Pendant plusieurs années, le télétravail s’est imposé comme une solution durable, d’abord pour des raisons sanitaires, puis comme nouvelle norme organisationnelle. Mais selon une étude que viennent de publier la Chambre de commerce du Montréal métropolitain, l’Institut de développement urbain et Montréal centre-ville, cette transformation dépasse largement la sphère des entreprises. Elle affecte désormais la productivité collective, la vitalité du centre-ville et la capacité économique de la métropole.
Le document avance une thèse centrale : soit que le présentiel fréquent ne serait plus un vestige du passé, mais bien un levier structurant pour la performance des organisations et pour l’équilibre urbain de Montréal.
À l’échelle internationale, les grands centres d’affaires ont amorcé un retour marqué au bureau. Paris, Singapour et New York affichent désormais plus de trois jours de présence par semaine en moyenne. Montréal, avec 2,7 jours, se situe au bas du classement analysé. Cette différence place la métropole en situation de retard, alors que plusieurs grandes entreprises et administrations publiques ailleurs ont fait du présentiel un objectif explicite de performance.
Au Québec, ce décalage est accentué par la fonction publique et les organisations parapubliques. Malgré l’augmentation des effectifs, la présence au bureau n’a pas retrouvé son niveau prépandémique. Le centre-ville fonctionne ainsi sur un rythme fragmenté, concentré sur deux ou trois journées par semaine, insuffisant pour soutenir une activité économique stable.

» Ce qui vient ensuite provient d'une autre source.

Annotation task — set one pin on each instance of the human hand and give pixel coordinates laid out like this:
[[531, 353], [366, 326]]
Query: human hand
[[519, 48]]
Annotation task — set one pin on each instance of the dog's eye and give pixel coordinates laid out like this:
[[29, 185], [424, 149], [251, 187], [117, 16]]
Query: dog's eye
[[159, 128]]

Les conséquences économiques sont déjà mesurables. Un travailleur présent cinq jours par semaine au centre-ville dépense en moyenne 106 dollars par semaine dans les commerces, restaurants et services. Or, avec une présence moyenne de 2,79 jours, ce sont environ 14 millions de dollars par semaine qui ne circulent plus dans l’économie du cœur de la ville. Les secteurs les plus touchés sont la restauration du midi, les cafés, les commerces de détail et les institutions culturelles.
Sur le plan organisationnel, l’étude distingue deux formes de productivité. La productivité formelle, liée à l’exécution individuelle des tâches, se maintient relativement bien en télétravail. En revanche, la productivité informelle, celle qui repose sur les échanges spontanés, la coordination et la créativité collective, recule nettement à distance. Des recherches citées montrent qu’un travail entièrement à distance peut entraîner une baisse de productivité réelle allant de 18 % à 27 %, même lorsque les employés ont le sentiment d’être plus efficaces.
Les effets humains sont également documentés. Le télétravail prolongé accroît la solitude quotidienne, réduit les occasions de socialisation et favorise la sédentarité. La proportion de personnes atteignant un niveau de marche jugé actif est passée de près de la moitié de la population avant la pandémie à environ un tiers en 2025. Le bureau, selon l’étude, joue encore un rôle clé dans la santé mentale, la transmission des savoirs et le développement des compétences.
Un autre enjeu soulevé concerne l’équité professionnelle. Les employés majoritairement à distance disposent de moins d’occasions de visibilité, de mentorat informel et de réseautage. Or, ce sont souvent les femmes et les parents aidants qui recourent davantage au télétravail, ce qui pourrait accentuer des écarts de carrière déjà existants.
Les auteurs ne plaident toutefois pas pour un retour rigide au modèle d’avant 2020. Ils proposent plutôt une redéfinition du présentiel. Le bureau devient un outil stratégique, destiné à favoriser la collaboration, la cocréation, la prise de décision rapide et le sentiment d’appartenance. En parallèle, les apprentissages du télétravail sont intégrés, notamment par la protection de véritables plages de concentration et une plus grande autonomie dans l’organisation du travail.
Au-delà des entreprises, c’est le rôle économique de Montréal qui est en jeu. Le centre-ville concentre les sièges sociaux, les universités, les institutions culturelles et une part importante de l’emploi qualifié. Son affaiblissement compromet la capacité de la métropole à jouer son rôle de moteur économique pour l’ensemble du Québec.
Selon les calculs présentés dans l’étude, chaque journée supplémentaire passée au bureau pourrait générer un gain de productivité d’environ 3,6 %. À l’échelle de Montréal, un retour à cinq jours de présence représenterait jusqu’à 14,6 milliards de dollars de richesse additionnelle.
Leur conclusion est sans équivoque. Le travail n’est pas qu’une affaire d’organisation interne ou de préférences individuelles. Il structure l’économie urbaine, les finances publiques et la cohésion sociale. Maintenir un modèle hybride sans cadre clair risque d’installer une fragilité durable. Repenser le présentiel comme un projet collectif apparaît désormais comme une condition essentielle pour préserver la vitalité économique et sociale de la métropole.